Mata uang rupiah belakangan ini terus bergejolak. Kalau kita amati sejak sekitar Agustus 2013, saat rupiah terus melewati level psikologis 10.000 terhadap US$, sampai dewasa ini rupiah terpantau lebih fluktuatif pergerakannya. Kecenderungannya masih melemah dengan kerap bertengger di atas 12.000. Para pengamat pasar uang pernah memerkirakan bahwa setelah pemilu usai, hingar bingar dan tarik ulur Pilpres selesai, maka rupiah akan lebih stabil dan berpeluang besar untuk menguat. Kenyataannya tidak demikian. Rupiah masih cenderung loyo dan sulit untuk menguat di posisi sekitar 12.000-an.

Sepertinya gejolak dan dinamika politik yang tidak kunjung selesai di dalam negeri, baik itu saat kampanye, pilpres, sampai kepada parlemen yang ribut antar kubu, telah ikut menghajar mata uang rupiah kita. Agaknya, kalau situasi politik dalam negeri terus bersitegang, maka sulit bagi rupiah untuk kembali kepada keperkasaannya di semester pertama 2013 ke belakang, saat rupiah bercokol di level 9.000-an terhadap US$.

 Mau Kemana?

Federal Reserve Amerika baru saja mengeluarkan pengumumannya bahwa program QE (Quantitative Easing) sebagai bentuk stimulus ekonomi Amerika berakhir. Setelah sekitar enam tahun, akibat krisis dari subprime mortgage, ekonomi moneter Amerika bersifat darurat, the Fed sekarang agaknya mau mengarahkan kebijakannya kepada kebijakan moneter yang lebih normal. Dengan demikian,  suku bunga super rendah, atau yang disebut dengan ultra low zone, the Fed di level 0,25% akan beranjak naik.

Antisipasi kenaikan suku bunga the Fed telah mendongkrak kekuatan mata uang US$. Index US$, yang membandingkan US$ dengan enam pair mata uang global lainnya, telah terus melaju dari level 80 di awal tahun 2014 menjadi menyentuh 87 di November 2014. Rally panjang dollar ini juga yang agaknya telah ikut menekan secara konsisten mata uang rupiah di sepanjang tahun ini. Pelemahan rupiah tidak semata akibat tekanan aspek politik –pada tahun pemilu ini- dan pelambatan ekonomi dalam negeri tetapi juga oleh penguatan mata uang dollar secara global.

Ke depannya, dengan kemungkinan the Fed untuk secara bertahap menaikkan suku bunganya, US$ berpeluang untuk melanjutkan penguatannya. Suku bunga yang menanjak diperkirakan dapat menarik pulang dana-dana portfolio dari Amerika yang selama ini telah diinvestasikan di sejumlah negara emerging termasuk Indonesia. Maka, mata uang rupiah terancam akan berlanjut tertekan kembali.

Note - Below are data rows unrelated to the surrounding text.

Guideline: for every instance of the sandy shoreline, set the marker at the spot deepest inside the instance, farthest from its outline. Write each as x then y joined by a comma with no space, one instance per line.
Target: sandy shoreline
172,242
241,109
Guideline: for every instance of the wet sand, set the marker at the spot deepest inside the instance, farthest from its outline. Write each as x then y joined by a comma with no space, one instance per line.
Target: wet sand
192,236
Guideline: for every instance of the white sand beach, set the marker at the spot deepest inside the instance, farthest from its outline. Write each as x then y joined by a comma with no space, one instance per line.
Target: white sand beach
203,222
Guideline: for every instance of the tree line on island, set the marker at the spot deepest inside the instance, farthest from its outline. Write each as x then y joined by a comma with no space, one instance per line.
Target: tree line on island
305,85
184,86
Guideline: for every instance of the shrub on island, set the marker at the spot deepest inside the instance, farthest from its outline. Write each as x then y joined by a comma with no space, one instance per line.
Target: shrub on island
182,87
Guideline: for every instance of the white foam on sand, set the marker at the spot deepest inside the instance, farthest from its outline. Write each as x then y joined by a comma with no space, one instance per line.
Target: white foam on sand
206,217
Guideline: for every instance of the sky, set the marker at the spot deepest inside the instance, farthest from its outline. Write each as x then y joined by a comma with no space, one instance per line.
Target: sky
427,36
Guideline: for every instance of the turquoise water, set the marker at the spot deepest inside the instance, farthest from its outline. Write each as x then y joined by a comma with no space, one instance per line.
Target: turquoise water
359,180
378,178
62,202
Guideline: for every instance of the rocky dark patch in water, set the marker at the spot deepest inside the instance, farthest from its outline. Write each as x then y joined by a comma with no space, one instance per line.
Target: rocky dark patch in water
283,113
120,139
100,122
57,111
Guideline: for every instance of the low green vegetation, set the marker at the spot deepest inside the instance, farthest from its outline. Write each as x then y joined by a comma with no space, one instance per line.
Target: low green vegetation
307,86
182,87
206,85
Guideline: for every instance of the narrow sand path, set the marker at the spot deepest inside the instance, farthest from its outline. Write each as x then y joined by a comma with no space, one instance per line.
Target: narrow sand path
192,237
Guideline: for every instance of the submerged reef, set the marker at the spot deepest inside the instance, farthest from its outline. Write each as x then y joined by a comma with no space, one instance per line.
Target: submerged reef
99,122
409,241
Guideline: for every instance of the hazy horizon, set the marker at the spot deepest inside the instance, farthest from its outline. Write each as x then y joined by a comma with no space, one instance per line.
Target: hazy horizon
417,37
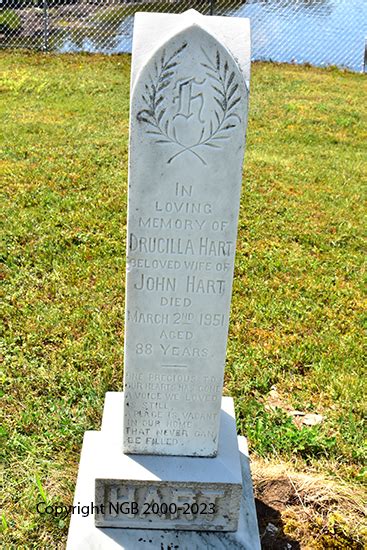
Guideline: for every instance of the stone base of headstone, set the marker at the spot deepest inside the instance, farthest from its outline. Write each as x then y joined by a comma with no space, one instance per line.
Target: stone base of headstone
107,474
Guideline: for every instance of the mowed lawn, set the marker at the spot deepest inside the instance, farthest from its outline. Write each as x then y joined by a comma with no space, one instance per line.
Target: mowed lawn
297,324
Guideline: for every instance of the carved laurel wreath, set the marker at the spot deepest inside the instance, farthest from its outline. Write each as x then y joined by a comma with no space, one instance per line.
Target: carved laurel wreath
225,94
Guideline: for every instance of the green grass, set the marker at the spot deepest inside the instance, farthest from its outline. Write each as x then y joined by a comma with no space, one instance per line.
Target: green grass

Dari analisis chart, penulis melihat untuk index US$ dalam periode setahun ke depan kemungkinan akan sempat mendekati level 90, di sekitar 89,80 yang pernah dicapai pada Maret 2009. Sementara itu, untuk rupiah nampaknya kalau terus melemah kemungkinan dapat mengarah kepada posisi kurs 12,800 per dollarnya, level yang pernah dicapai sekitar November 2008.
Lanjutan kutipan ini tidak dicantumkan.